NAVCA has published the findings of the Health and Care Voluntary Sector Survey, the largest charity survey of 2014. The findings show that local health bodies need to do more to engage with charities.
The survey was conducted by NAVCA and the Health and Care Voluntary Sector Strategic Partnership, involving more than 50 charities spanning the breadth and depth of the voluntary sector.
The 720 charities that took part in the survey collectively work with over 11 million people. They ranged from very small to large – 20% had incomes less than £10k and nearly 4% said they had an income over £10 million. Overall, a third of respondents were from charities with an income of less than £50k.
You can download the report here or click ‘READ MORE’ below to see the key findings.
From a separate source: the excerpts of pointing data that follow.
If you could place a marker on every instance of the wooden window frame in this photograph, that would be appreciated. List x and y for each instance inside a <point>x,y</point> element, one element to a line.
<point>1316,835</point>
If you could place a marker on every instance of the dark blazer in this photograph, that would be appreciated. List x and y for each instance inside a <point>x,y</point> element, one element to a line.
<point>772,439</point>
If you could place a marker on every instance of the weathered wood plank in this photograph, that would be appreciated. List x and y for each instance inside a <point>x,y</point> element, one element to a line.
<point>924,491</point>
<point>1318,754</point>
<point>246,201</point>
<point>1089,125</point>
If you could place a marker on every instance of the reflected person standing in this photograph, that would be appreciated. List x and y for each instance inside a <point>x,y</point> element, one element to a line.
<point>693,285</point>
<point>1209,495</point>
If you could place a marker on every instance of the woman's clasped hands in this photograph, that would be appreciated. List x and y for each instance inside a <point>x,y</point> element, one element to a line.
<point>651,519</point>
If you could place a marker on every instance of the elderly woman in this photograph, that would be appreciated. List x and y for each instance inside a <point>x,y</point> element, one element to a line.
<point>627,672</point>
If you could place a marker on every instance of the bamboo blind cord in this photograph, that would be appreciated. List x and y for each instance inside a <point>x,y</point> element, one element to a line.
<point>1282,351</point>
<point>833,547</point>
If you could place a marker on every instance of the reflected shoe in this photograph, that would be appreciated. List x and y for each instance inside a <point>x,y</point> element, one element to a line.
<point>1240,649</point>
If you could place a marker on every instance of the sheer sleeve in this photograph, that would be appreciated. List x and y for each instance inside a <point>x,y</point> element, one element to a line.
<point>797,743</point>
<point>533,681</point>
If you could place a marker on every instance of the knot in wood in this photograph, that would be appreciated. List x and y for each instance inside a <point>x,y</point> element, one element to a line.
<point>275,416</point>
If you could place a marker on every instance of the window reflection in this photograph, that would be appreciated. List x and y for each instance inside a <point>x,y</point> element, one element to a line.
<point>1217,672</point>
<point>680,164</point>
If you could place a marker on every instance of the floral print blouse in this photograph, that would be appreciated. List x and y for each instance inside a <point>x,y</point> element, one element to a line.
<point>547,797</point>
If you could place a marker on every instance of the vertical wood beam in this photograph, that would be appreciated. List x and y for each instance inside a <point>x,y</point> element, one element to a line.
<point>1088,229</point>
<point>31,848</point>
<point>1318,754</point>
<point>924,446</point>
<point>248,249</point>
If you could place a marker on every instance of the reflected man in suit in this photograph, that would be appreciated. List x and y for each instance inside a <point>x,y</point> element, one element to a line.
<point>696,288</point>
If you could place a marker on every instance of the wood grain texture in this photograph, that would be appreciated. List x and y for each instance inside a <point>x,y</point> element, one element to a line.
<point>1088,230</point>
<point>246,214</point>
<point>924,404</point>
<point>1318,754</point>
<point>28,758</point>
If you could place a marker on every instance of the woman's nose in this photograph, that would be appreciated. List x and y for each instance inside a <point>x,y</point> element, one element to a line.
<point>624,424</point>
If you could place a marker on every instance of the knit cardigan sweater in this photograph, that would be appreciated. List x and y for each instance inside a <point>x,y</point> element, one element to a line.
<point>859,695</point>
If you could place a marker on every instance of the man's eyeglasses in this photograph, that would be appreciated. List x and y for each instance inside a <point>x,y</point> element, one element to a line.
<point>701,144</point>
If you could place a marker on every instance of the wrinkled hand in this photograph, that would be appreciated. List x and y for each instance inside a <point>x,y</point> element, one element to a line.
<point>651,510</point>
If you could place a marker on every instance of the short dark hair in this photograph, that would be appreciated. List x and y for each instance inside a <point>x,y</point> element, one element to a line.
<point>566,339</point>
Joint Strategic Needs Assessments
Many respondents answered ‘don’t know/not applicable’ to questions about JSNA’s. Of those expressing an opinion, the majority (57%) agree that JSNAs decide local priorities but only 35% said they had been involved whilst 54% had not. A relatively high number of all respondents (18 per cent) strongly disagreed that they has been involved in the process to agree the JSNA(s).
Health & Wellbeing Boards
There were similar findings for health and wellbeing boards. Excluding ‘don’t know/not applicable’, 32% said they were able to influence their health and wellbeing board(s) and 53% had not been able to.
Clinical Commissioning Groups
The survey found that CCGs are more likely to engage with charities. Again not including ‘don’t know/not applicable’, 51% agreed that the CCG had engaged with their organisation whilst 40% disagreed.
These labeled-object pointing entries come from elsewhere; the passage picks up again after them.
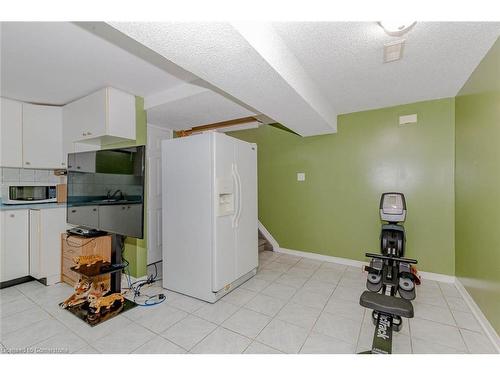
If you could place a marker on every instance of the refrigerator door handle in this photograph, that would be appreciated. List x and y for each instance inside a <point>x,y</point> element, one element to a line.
<point>236,188</point>
<point>238,214</point>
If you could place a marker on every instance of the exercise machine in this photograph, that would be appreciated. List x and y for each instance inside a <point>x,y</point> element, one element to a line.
<point>389,275</point>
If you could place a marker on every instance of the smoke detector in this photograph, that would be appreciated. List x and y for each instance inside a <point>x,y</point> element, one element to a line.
<point>393,51</point>
<point>396,28</point>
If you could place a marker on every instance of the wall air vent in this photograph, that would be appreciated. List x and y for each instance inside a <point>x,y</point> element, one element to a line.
<point>393,51</point>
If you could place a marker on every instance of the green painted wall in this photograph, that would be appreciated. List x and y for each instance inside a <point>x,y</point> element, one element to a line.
<point>335,211</point>
<point>477,185</point>
<point>136,249</point>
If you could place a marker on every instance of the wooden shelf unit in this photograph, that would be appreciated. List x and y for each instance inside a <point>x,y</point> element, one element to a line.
<point>73,246</point>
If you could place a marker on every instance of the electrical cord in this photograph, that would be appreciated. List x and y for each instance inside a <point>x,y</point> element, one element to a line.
<point>136,286</point>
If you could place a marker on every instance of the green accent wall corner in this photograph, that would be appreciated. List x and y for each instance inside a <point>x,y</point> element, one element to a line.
<point>477,185</point>
<point>136,249</point>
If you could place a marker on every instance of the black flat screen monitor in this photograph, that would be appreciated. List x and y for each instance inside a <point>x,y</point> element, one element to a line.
<point>106,190</point>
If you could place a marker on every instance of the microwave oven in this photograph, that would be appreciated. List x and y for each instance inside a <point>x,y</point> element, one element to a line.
<point>26,193</point>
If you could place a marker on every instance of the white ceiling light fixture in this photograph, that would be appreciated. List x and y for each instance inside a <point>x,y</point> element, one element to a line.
<point>393,51</point>
<point>395,28</point>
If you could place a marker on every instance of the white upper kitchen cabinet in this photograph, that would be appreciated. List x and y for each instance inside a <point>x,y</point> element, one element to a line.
<point>104,117</point>
<point>46,226</point>
<point>11,134</point>
<point>14,250</point>
<point>42,136</point>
The survey asked whether national initiatives had a positive effect. Change for Life received the best rating for making a positive difference, followed by personal budgets and the Prime Minister’s Dementia Challenge. Seen to have made the least positive difference were the Prime Ministers Challenge Fund, NHS Change Day and Care.Data.
Neil Cleeveley, Chief Executive of NAVCA, said;
“The number and range of charities taking part in this survey means its findings must be taken seriously. It seems that despite some really good examples of local health bodies engaging charities it isn’t happening consistently across the country. Too many areas are missing out on the benefits of working with charities. That means missed opportunities to improve people’s wellbeing and reduce the demand on expensive acute services.”
“The NHS Five Year Plan recognised charities play an important role in improving people’s health and providing better local services. They also give communities and patients a voice in shaping services.”
“The Health and Care Strategic Partnership is an excellent place for health bodies to find out how they can talk to charities. With such a range of partners we can make sure that health bodies connect with charities and community groups in their area covering all services and supporting all communities.”